As Cortes de Haia emitiram ordens e opiniões consultivas inéditas que não foram postas em prática pela maioria dos Estados do mundo, mas ainda assim estabelecem um precedente. E, sobretudo, os protestos sociais continuam a crescer em numerosos países, com iniciativas que não puderam ser invisibilizadas, como as flotilhas para romper o bloqueio de Gaza ou os protestos que conseguiram suspender várias etapas da Volta Ciclista a Espanha.

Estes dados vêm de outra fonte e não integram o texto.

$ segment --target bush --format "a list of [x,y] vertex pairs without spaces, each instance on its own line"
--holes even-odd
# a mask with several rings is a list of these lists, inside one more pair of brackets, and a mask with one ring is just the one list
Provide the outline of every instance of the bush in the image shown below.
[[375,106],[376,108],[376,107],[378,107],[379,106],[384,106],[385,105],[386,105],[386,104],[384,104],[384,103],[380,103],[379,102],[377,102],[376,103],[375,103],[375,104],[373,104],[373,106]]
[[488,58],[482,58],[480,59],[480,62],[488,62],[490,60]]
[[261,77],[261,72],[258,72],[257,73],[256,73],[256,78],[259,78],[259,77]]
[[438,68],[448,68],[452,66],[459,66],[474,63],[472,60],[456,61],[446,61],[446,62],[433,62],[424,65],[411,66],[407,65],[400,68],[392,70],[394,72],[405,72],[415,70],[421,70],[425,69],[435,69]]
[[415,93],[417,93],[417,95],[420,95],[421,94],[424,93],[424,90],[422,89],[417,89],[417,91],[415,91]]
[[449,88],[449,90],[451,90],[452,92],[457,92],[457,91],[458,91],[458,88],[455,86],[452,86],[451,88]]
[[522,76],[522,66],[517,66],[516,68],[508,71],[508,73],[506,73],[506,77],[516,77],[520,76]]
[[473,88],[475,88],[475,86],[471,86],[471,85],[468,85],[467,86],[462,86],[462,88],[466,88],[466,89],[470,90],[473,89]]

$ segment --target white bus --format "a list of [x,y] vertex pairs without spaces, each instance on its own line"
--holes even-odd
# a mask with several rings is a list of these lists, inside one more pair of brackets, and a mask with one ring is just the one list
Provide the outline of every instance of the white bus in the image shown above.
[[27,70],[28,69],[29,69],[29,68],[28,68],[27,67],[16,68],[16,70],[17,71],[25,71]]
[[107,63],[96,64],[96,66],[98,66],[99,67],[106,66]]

Dois anos após o início do genocídio, as nações aliadas de Israel estavam ficando sem desculpas perante um eleitorado que demanda suspensão de relações e medidas de boicote, como foi feito com a África do Sul do apartheid. A pressão social em países como o Reino Unido, com ações judiciais contra os envios de armamento do Governo britânico, tem aumentado. Diante disso, um plano colonial apresentado como iniciativa de paz pode servir para renovar o relato e justificar a ocupação israelense.
"A Cisjordânia continua sendo alvo do Exército e os colonos, enquanto o Governo israelense impulsiona uma intensificação dos assentamentos e da anexação territorial", recorda Hanan Ashrawy. "A ocupação permanece e a maquinaria da limpeza étnica não parou", adverte o jornalista palestino americano Ahmed Eldin.
Obrigações internacionais
Com sua dinâmica de fatos consumados, ou seja, de violações contínuas, Israel chegou até aqui. Sem reação política, diplomática, judicial e social global poderá seguir violando o direito internacional.
Por isso, os Estados do mundo, e em concreto aqueles que mantêm acordos preferenciais com Israel – a UE é o maior parceiro comercial de Tel Aviv – devem fazer o que não fizeram até agora: cumprir com o pedido da Corte Internacional de Justiça suspendendo suas relações comerciais para não contribuir para a ocupação ilegal israelense, e fazer uso de todas as vias de pressão que exige a Convenção de Genocídio, para prevenir mais genocídio.
Caso contrário, estaremos diante de outro episódio de hipocrisia internacional que será usado como distração narrativa para seguir justificando crimes de Israel, com os quais se pavimenta mais insegurança para todos os povos do mundo.
Nada começa hoje, começou há décadas com uma limpeza étnica, com um regime de supremacismo legal e com o uso abusivo da força, com o qual Israel conseguiu até hoje o que o direito internacional lhe nega.
Como lembrou a Fundação Hind Rajab, criada em memória de uma menina palestina assassinada a tiros em Gaza – cuja história foi levada ao cinema – e encarregada de reunir provas de crimes, "a mera suspensão de operações militares não põe fim a um processo genocida de natureza material e estrutural". Por isso, prossegue, é necessário "intensificar a mobilização e os esforços para que haja justiça e o povo palestino possa viver livre e seguro em sua terra natal, único caminho para a paz".